Exponential Distribution

The Exponential Distribution is used to model the time between events in a process that occurs continuously and independently at a constant average rate. It is ideal for answering questions like:


Definition

The time \(X\) until the next event follows an exponential distribution if the probability of occurrence in a short interval is proportional to the length of the interval.

A random variable \(X\) has an exponential distribution with rate parameter \(\lambda > 0\), written: \[ X \sim \text{Exponential}(\lambda) \]


Probability Functions

Probability Density Function (PDF)

\[ f(x; \lambda) = \begin{cases} \lambda e^{-\lambda x}, & x \ge 0 \\ 0, & x < 0 \end{cases} \]
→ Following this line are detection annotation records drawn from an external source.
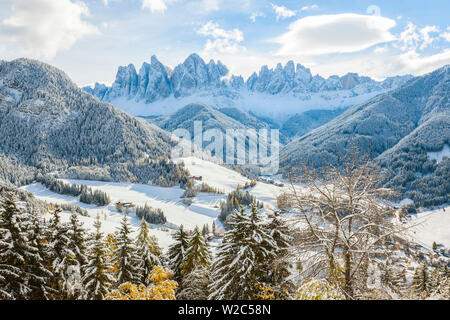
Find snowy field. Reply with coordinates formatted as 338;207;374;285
22;157;281;248
409;206;450;248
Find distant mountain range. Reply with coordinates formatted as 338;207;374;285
0;59;188;185
83;54;412;120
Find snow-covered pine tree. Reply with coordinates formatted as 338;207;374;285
177;266;210;300
82;216;114;300
381;261;406;297
209;205;276;300
136;218;161;285
180;226;211;276
113;214;140;286
0;193;39;300
67;212;87;297
28;213;55;300
168;225;189;283
49;208;75;300
266;212;296;299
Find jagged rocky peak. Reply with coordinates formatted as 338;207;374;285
0;58;76;94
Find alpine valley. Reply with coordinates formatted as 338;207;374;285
0;54;450;302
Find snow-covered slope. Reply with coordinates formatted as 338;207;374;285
84;54;412;119
409;206;450;249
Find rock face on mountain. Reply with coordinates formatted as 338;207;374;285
84;54;411;118
149;103;270;136
280;66;450;206
0;59;189;184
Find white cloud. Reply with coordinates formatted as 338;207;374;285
271;3;296;21
275;13;396;55
301;4;319;11
197;21;245;53
250;11;266;23
373;47;388;54
0;0;99;59
441;32;450;42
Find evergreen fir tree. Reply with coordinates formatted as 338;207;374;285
177;266;209;300
0;194;39;300
264;211;296;299
113;214;140;286
412;262;431;297
168;225;189;283
209;206;276;300
82;216;114;300
67;212;87;297
180;227;211;275
381;261;406;295
136;218;161;285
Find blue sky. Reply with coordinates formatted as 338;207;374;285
0;0;450;85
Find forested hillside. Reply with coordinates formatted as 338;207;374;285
281;66;450;206
0;59;187;185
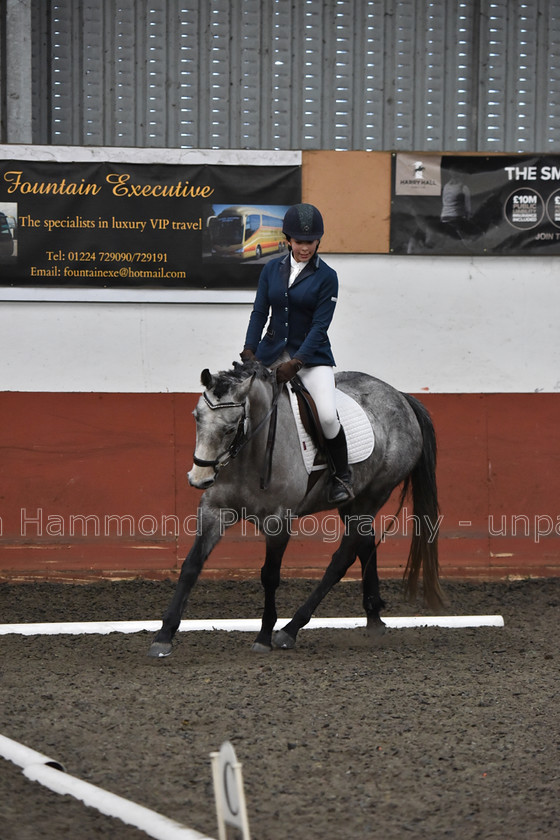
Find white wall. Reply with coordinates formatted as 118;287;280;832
0;255;560;393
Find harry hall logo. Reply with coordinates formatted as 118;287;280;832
395;152;441;196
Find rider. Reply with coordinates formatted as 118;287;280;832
241;204;353;505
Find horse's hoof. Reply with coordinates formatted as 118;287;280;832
366;618;387;639
148;642;173;659
272;630;296;650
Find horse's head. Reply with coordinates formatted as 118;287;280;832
188;365;255;490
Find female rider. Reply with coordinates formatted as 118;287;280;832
241;204;353;505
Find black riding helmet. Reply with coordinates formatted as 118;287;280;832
282;204;325;242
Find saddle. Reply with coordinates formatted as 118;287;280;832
288;376;375;475
289;376;325;453
261;376;375;492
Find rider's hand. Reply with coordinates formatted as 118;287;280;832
276;359;303;382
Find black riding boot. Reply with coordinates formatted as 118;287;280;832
325;426;354;505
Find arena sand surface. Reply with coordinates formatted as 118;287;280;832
0;579;560;840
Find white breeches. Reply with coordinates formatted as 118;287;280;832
271;353;340;440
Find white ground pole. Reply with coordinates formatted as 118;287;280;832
0;735;212;840
0;615;504;636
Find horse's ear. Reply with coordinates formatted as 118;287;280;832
200;368;214;391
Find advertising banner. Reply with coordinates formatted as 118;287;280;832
0;160;301;289
390;153;560;256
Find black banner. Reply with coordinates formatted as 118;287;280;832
390;154;560;256
0;160;301;289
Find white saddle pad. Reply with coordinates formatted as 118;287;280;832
288;388;375;473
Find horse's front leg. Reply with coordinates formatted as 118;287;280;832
272;534;356;650
252;525;290;653
148;504;223;659
358;525;386;635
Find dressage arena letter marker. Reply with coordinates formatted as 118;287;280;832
210;741;250;840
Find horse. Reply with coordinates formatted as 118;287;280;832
148;362;443;658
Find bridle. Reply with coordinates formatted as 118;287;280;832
193;377;282;482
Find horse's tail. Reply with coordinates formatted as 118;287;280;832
402;394;443;608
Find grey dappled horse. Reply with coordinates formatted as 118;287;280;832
149;362;442;657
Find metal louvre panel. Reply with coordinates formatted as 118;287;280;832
27;0;560;152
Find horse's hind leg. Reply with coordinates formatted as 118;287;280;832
358;528;385;635
252;528;290;653
148;502;223;659
272;534;356;649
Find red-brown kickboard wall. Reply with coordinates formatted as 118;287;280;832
0;392;560;579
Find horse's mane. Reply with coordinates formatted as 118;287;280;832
212;361;272;399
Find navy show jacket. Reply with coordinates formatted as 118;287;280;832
245;253;338;366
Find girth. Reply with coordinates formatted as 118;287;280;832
290;376;325;450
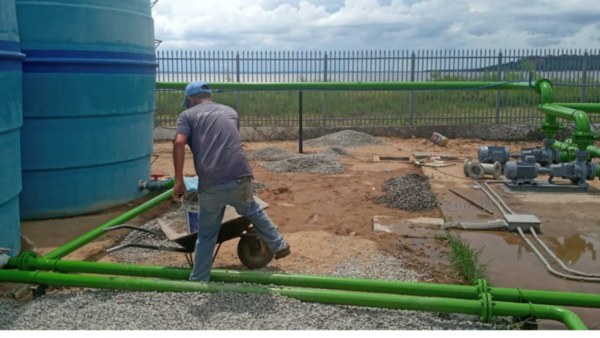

  • \(\lambda\) is the rate (e.g. arrivals per hour)
  • \(\mu = \frac{1}{\lambda}\) is the mean waiting time

Cumulative Distribution Function (CDF)

\[ F(x; \lambda) = \begin{cases} 1 - e^{-\lambda x}, & x \ge 0 \\ 0, & x < 0 \end{cases} \]


Key Properties

  • Mean (expected value):
    \[ E[X] = \frac{1}{\lambda} \]

  • Variance:
    \[ V[X] = \frac{1}{\lambda^2} \]

  • Memoryless Property:
    \[ P(X > s + t \mid X > s) = P(X > t) \]
    The exponential is the only continuous distribution with this property.


Lifetimes and Reliability

Exponential distributions are widely used to model lifespans of components, times between events, and reliability:

  • Time to failure of electronics
  • Duration between bus arrivals
  • Period between incoming phone calls

Let \(\mu = 5\). Then the probability that a device lasts more than 6 years is: \[ P(X \ge 6) = e^{-6 / 5} \approx 0.3012 \]


Example Calculations

Suppose \(\mu = 5\) years:

  • \(P(X \ge 6) = e^{-6/5} = 0.3012\)
  • \(P(X \le 4) = 1 - e^{-4/5} = 0.5507\)
  • \(P(5 \le X \le 6) = e^{-5/5} - e^{-6/5} = 0.3679 - 0.3012 = 0.0667\)

Review Questions

Q1. A call center receives 5 calls per hour.

  • What is the expected time between calls?
  • What is the probability that the next call comes within 6 minutes?

Q2. The time between bank customers is exponentially distributed with \(\lambda = 0.25\).

  • Find the mean wait time.
  • What is the probability the next arrival takes more than 5 minutes?
  • What is the probability it takes less than 2 minutes?

Q3. A gas station receives 3 customers/hour.

  • What is the expected wait time?
  • Compute \(E(T)\) and \(\text{Var}(T)\)
  • What’s the chance the next customer arrives in 15 minutes?
  • What’s the probability no customer arrives in the next 30 minutes?